A team of researchers led by Patrik Verstreken (VIB–KU Leuven) have identified an underlying mechanism in early onset Parkinson’s. Using flies, mice and patient cells, the team focused on cardiolipin, a fat unique to cells’ mitochondria, organelles that produce energy. They demonstrated that reducing the effects of the protein FASN influences the mitochondria, leading to increased cardiolipin levels and reduced Parkinson’s symptoms. These results could pave the way to therapies for Parkinson’s disease that target lipids. The team’s research was published in the scientific magazine Journal of Cell Biology.
An estimated 10 million people are currently affected by Parkinson’s disease worldwide. A small percentage gets confronted with the disease before the age of 40. While the affection’s causes are not yet known, scientists believe that they consist of both genetic and environmental factors. In genetic Parkinson’s disease, a mutation in the PINK1 gene causes changes in neurons’ mitochondria, leading to the degeneration of these neurons.
Existing oncological applications
In this study, prof. Verstreken and his team, consisting of collaborators in Belgium, Germany and Portugal, observed that a protein responsible for lipid creation in cells, FASN, bypasses the genetic defect in mitochondria.
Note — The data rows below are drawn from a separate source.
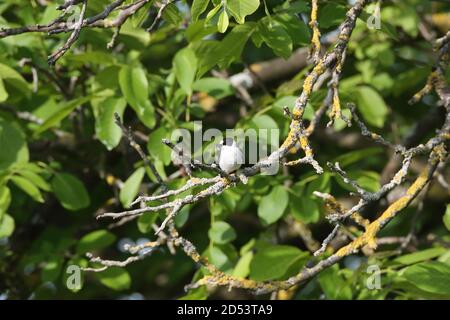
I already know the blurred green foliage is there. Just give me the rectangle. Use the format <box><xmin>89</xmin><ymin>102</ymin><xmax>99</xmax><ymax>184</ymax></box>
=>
<box><xmin>0</xmin><ymin>0</ymin><xmax>450</xmax><ymax>299</ymax></box>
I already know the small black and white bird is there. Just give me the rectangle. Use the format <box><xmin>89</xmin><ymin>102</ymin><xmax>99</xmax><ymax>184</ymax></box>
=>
<box><xmin>217</xmin><ymin>138</ymin><xmax>245</xmax><ymax>173</ymax></box>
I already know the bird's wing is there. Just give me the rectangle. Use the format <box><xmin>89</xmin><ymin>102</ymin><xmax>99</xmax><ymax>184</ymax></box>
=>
<box><xmin>214</xmin><ymin>143</ymin><xmax>222</xmax><ymax>164</ymax></box>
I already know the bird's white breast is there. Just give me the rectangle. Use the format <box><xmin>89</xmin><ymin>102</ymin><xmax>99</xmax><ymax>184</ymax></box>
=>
<box><xmin>219</xmin><ymin>146</ymin><xmax>244</xmax><ymax>173</ymax></box>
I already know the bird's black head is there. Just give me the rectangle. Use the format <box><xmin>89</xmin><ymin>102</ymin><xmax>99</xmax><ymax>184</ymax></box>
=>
<box><xmin>222</xmin><ymin>138</ymin><xmax>234</xmax><ymax>147</ymax></box>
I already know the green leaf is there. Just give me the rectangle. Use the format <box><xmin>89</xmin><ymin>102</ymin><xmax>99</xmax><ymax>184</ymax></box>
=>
<box><xmin>147</xmin><ymin>127</ymin><xmax>172</xmax><ymax>166</ymax></box>
<box><xmin>35</xmin><ymin>96</ymin><xmax>92</xmax><ymax>134</ymax></box>
<box><xmin>119</xmin><ymin>66</ymin><xmax>156</xmax><ymax>128</ymax></box>
<box><xmin>275</xmin><ymin>14</ymin><xmax>311</xmax><ymax>45</ymax></box>
<box><xmin>93</xmin><ymin>97</ymin><xmax>126</xmax><ymax>150</ymax></box>
<box><xmin>250</xmin><ymin>245</ymin><xmax>309</xmax><ymax>281</ymax></box>
<box><xmin>226</xmin><ymin>0</ymin><xmax>259</xmax><ymax>24</ymax></box>
<box><xmin>355</xmin><ymin>86</ymin><xmax>389</xmax><ymax>128</ymax></box>
<box><xmin>77</xmin><ymin>230</ymin><xmax>116</xmax><ymax>254</ymax></box>
<box><xmin>208</xmin><ymin>221</ymin><xmax>236</xmax><ymax>244</ymax></box>
<box><xmin>191</xmin><ymin>0</ymin><xmax>210</xmax><ymax>21</ymax></box>
<box><xmin>258</xmin><ymin>18</ymin><xmax>292</xmax><ymax>59</ymax></box>
<box><xmin>334</xmin><ymin>170</ymin><xmax>380</xmax><ymax>192</ymax></box>
<box><xmin>0</xmin><ymin>214</ymin><xmax>15</xmax><ymax>239</ymax></box>
<box><xmin>205</xmin><ymin>2</ymin><xmax>223</xmax><ymax>23</ymax></box>
<box><xmin>0</xmin><ymin>118</ymin><xmax>29</xmax><ymax>171</ymax></box>
<box><xmin>217</xmin><ymin>22</ymin><xmax>255</xmax><ymax>68</ymax></box>
<box><xmin>442</xmin><ymin>204</ymin><xmax>450</xmax><ymax>231</ymax></box>
<box><xmin>0</xmin><ymin>63</ymin><xmax>31</xmax><ymax>97</ymax></box>
<box><xmin>289</xmin><ymin>194</ymin><xmax>320</xmax><ymax>223</ymax></box>
<box><xmin>137</xmin><ymin>214</ymin><xmax>158</xmax><ymax>233</ymax></box>
<box><xmin>318</xmin><ymin>265</ymin><xmax>352</xmax><ymax>300</ymax></box>
<box><xmin>11</xmin><ymin>176</ymin><xmax>44</xmax><ymax>203</ymax></box>
<box><xmin>96</xmin><ymin>267</ymin><xmax>131</xmax><ymax>291</ymax></box>
<box><xmin>173</xmin><ymin>48</ymin><xmax>197</xmax><ymax>95</ymax></box>
<box><xmin>192</xmin><ymin>77</ymin><xmax>234</xmax><ymax>99</ymax></box>
<box><xmin>18</xmin><ymin>168</ymin><xmax>52</xmax><ymax>191</ymax></box>
<box><xmin>162</xmin><ymin>3</ymin><xmax>183</xmax><ymax>26</ymax></box>
<box><xmin>318</xmin><ymin>3</ymin><xmax>347</xmax><ymax>28</ymax></box>
<box><xmin>119</xmin><ymin>167</ymin><xmax>145</xmax><ymax>208</ymax></box>
<box><xmin>41</xmin><ymin>256</ymin><xmax>64</xmax><ymax>282</ymax></box>
<box><xmin>51</xmin><ymin>173</ymin><xmax>90</xmax><ymax>211</ymax></box>
<box><xmin>233</xmin><ymin>251</ymin><xmax>253</xmax><ymax>278</ymax></box>
<box><xmin>392</xmin><ymin>248</ymin><xmax>447</xmax><ymax>265</ymax></box>
<box><xmin>252</xmin><ymin>114</ymin><xmax>278</xmax><ymax>130</ymax></box>
<box><xmin>207</xmin><ymin>244</ymin><xmax>237</xmax><ymax>273</ymax></box>
<box><xmin>403</xmin><ymin>261</ymin><xmax>450</xmax><ymax>296</ymax></box>
<box><xmin>217</xmin><ymin>10</ymin><xmax>230</xmax><ymax>33</ymax></box>
<box><xmin>258</xmin><ymin>186</ymin><xmax>289</xmax><ymax>224</ymax></box>
<box><xmin>0</xmin><ymin>185</ymin><xmax>11</xmax><ymax>220</ymax></box>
Prof. Patrik Verstreken (VIB–KU Leuven): “Several drugs that block FASN already exist, as this protein is also important to cancer research and treatment. Many of them have already been used in clinical trials. Thanks to this research, we can now test them in the context of Parkinson’s disease.”
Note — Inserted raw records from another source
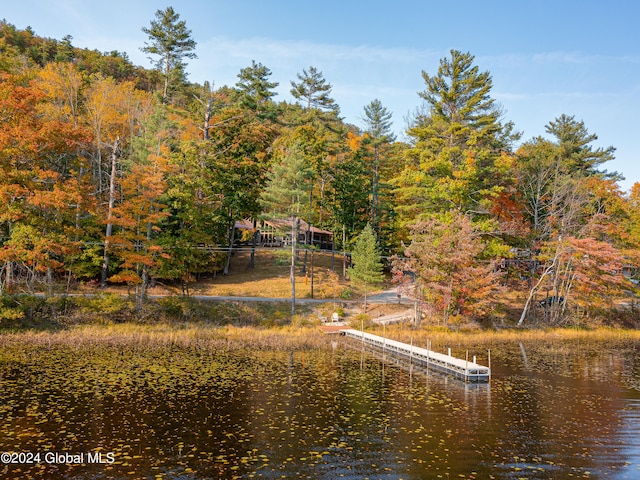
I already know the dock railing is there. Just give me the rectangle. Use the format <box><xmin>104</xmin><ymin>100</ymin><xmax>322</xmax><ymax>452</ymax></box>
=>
<box><xmin>342</xmin><ymin>329</ymin><xmax>491</xmax><ymax>382</ymax></box>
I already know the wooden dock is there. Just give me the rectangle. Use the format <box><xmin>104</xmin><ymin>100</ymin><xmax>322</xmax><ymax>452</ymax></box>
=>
<box><xmin>341</xmin><ymin>328</ymin><xmax>491</xmax><ymax>382</ymax></box>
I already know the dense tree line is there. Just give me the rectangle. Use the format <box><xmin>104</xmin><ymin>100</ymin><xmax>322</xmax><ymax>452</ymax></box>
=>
<box><xmin>0</xmin><ymin>8</ymin><xmax>640</xmax><ymax>323</ymax></box>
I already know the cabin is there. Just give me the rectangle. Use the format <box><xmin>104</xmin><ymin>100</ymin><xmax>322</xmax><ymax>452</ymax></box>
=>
<box><xmin>235</xmin><ymin>218</ymin><xmax>333</xmax><ymax>250</ymax></box>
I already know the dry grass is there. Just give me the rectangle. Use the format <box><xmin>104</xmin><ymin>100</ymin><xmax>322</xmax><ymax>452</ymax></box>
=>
<box><xmin>0</xmin><ymin>323</ymin><xmax>330</xmax><ymax>350</ymax></box>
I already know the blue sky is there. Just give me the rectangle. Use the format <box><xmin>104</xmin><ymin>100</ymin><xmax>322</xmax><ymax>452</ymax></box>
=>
<box><xmin>5</xmin><ymin>0</ymin><xmax>640</xmax><ymax>190</ymax></box>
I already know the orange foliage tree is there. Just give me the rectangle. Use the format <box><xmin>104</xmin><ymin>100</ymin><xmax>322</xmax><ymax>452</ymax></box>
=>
<box><xmin>0</xmin><ymin>71</ymin><xmax>90</xmax><ymax>291</ymax></box>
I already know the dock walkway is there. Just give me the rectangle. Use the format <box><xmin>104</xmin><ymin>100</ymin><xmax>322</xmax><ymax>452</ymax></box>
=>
<box><xmin>341</xmin><ymin>328</ymin><xmax>491</xmax><ymax>382</ymax></box>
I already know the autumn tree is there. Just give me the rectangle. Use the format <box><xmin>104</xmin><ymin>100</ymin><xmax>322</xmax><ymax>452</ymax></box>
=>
<box><xmin>109</xmin><ymin>108</ymin><xmax>174</xmax><ymax>307</ymax></box>
<box><xmin>261</xmin><ymin>143</ymin><xmax>313</xmax><ymax>315</ymax></box>
<box><xmin>394</xmin><ymin>211</ymin><xmax>501</xmax><ymax>323</ymax></box>
<box><xmin>515</xmin><ymin>115</ymin><xmax>622</xmax><ymax>325</ymax></box>
<box><xmin>0</xmin><ymin>71</ymin><xmax>90</xmax><ymax>291</ymax></box>
<box><xmin>141</xmin><ymin>7</ymin><xmax>197</xmax><ymax>102</ymax></box>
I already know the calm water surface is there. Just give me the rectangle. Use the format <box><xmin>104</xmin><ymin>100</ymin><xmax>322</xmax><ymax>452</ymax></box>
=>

Unexpected effects of FASN protein
In the course of their research, the researchers encountered a surprising observation. Using fly, mouse and human cell models, they saw that FASN has a direct effect on mitochondria, which have their own separate genomes and operate as energy producing entities within their cells.
Prof. Patrik Verstreken (VIB–KU Leuven): “The PINK1 gene encodes the PINK1 protein, and mutations in it lead to lower levels of cardiolipin in mitochondria. It was unexpected to see that blocking FASN – which is not localized to the mitochondria – actually sidesteps the mitochondrial effects of the PINK1 mutation. As a result, blocking FASN increases the amounts of a specific type of lipids in mitochondria, reducing the degradation of neurons.”
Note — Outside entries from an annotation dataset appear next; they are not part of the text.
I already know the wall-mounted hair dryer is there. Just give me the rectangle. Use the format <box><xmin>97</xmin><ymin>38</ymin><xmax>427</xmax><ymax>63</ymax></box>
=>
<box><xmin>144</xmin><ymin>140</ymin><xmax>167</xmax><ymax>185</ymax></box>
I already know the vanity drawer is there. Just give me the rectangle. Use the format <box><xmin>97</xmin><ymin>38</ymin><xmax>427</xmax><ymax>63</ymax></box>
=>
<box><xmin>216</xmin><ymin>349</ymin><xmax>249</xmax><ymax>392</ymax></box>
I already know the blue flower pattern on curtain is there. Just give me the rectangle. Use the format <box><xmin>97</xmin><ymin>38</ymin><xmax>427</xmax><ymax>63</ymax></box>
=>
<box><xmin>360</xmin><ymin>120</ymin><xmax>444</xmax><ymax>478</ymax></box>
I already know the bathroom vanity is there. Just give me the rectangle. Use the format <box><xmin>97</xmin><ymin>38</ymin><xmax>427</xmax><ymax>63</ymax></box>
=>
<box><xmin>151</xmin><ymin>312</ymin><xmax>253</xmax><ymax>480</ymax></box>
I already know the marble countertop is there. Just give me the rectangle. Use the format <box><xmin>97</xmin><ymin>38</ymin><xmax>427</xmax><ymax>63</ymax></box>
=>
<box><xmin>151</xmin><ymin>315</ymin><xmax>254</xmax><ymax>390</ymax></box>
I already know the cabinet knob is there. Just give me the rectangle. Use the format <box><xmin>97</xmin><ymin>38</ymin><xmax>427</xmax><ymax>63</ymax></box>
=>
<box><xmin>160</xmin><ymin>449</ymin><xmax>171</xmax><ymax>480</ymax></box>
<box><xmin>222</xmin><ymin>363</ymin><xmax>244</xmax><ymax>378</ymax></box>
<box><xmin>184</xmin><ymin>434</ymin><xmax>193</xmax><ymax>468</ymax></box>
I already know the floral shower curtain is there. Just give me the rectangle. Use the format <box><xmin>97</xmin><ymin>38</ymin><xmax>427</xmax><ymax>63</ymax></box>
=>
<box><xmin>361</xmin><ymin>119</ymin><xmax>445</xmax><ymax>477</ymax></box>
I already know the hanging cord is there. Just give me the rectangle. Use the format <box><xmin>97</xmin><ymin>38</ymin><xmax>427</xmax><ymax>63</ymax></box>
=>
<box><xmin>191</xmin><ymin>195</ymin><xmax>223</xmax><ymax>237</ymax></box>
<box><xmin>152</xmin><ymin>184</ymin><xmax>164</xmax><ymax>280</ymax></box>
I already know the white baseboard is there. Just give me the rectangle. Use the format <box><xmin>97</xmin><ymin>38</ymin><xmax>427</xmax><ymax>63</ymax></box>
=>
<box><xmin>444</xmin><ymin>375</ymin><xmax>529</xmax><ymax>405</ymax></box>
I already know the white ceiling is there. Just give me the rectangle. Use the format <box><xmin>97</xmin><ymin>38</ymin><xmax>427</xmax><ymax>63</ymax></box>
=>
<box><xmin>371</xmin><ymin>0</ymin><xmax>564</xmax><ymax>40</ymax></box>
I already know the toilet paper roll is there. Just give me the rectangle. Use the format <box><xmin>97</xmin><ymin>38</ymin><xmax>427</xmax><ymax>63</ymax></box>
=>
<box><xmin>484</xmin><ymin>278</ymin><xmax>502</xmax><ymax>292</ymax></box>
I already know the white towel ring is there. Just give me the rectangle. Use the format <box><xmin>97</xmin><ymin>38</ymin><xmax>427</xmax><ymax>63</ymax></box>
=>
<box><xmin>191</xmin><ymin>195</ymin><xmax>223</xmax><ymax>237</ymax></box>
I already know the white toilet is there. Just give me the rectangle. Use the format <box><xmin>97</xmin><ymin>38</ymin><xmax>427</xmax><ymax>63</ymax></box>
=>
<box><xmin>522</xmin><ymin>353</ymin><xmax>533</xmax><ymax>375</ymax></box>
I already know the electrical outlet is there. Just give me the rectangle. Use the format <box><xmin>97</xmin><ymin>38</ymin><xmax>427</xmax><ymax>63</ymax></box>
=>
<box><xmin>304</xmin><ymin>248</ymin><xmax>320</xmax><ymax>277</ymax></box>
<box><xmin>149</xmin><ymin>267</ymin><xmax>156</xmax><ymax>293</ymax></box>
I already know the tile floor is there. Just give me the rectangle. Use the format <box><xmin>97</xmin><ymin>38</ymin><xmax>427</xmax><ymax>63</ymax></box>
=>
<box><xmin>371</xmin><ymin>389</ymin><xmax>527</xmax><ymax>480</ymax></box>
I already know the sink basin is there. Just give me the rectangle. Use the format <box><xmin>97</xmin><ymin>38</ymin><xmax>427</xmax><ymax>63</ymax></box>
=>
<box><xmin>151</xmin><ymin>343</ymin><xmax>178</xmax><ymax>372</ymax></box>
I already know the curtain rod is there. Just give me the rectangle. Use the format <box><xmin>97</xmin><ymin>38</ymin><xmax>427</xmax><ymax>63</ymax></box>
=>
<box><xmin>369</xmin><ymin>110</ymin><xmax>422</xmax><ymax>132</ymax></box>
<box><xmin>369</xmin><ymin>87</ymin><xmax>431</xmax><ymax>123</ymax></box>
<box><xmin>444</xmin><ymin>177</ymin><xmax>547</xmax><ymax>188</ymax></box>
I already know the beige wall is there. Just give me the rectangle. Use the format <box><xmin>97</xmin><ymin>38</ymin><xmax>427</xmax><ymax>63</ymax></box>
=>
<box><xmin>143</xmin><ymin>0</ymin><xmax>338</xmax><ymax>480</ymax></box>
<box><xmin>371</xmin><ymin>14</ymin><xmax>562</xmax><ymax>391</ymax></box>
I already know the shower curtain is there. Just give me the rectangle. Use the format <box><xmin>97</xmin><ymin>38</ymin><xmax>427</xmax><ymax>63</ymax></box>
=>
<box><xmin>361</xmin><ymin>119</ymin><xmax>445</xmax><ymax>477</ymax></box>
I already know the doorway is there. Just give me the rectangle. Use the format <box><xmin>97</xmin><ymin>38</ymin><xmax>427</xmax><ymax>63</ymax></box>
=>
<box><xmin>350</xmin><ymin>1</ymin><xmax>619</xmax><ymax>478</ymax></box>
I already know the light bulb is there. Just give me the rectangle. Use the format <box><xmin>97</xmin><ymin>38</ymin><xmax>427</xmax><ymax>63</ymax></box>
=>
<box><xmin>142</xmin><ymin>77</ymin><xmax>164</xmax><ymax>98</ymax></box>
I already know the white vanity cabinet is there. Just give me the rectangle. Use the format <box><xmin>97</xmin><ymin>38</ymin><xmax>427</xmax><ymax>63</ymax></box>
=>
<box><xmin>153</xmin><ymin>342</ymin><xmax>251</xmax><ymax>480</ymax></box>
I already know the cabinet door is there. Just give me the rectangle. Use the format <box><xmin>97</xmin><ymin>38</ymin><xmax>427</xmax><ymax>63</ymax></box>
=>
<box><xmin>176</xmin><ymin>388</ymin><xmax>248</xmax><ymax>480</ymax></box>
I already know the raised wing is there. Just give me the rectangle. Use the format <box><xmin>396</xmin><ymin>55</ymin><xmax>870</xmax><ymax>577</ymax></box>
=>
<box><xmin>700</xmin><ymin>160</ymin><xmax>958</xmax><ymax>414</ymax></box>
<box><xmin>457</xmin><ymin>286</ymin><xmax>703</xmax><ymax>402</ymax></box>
Translating insights into therapies
Prof. Verstreken has already identified several targets for future research projects seeking greater insights into the link between the amounts of specific lipids in neurons and Parkinson’s disease.
Prof. Patrik Verstreken (VIB–KU Leuven): “Some questions need to be answered before new therapies can be developed, such as ‘is there a link between early onset Parkinson’s prevalence and progression with lipid content?’ And while we successfully demonstrated that cardiolipin can improve the function of mitochondria in flies, mouse models and in human cells, we need to explore its effects in actual patients.”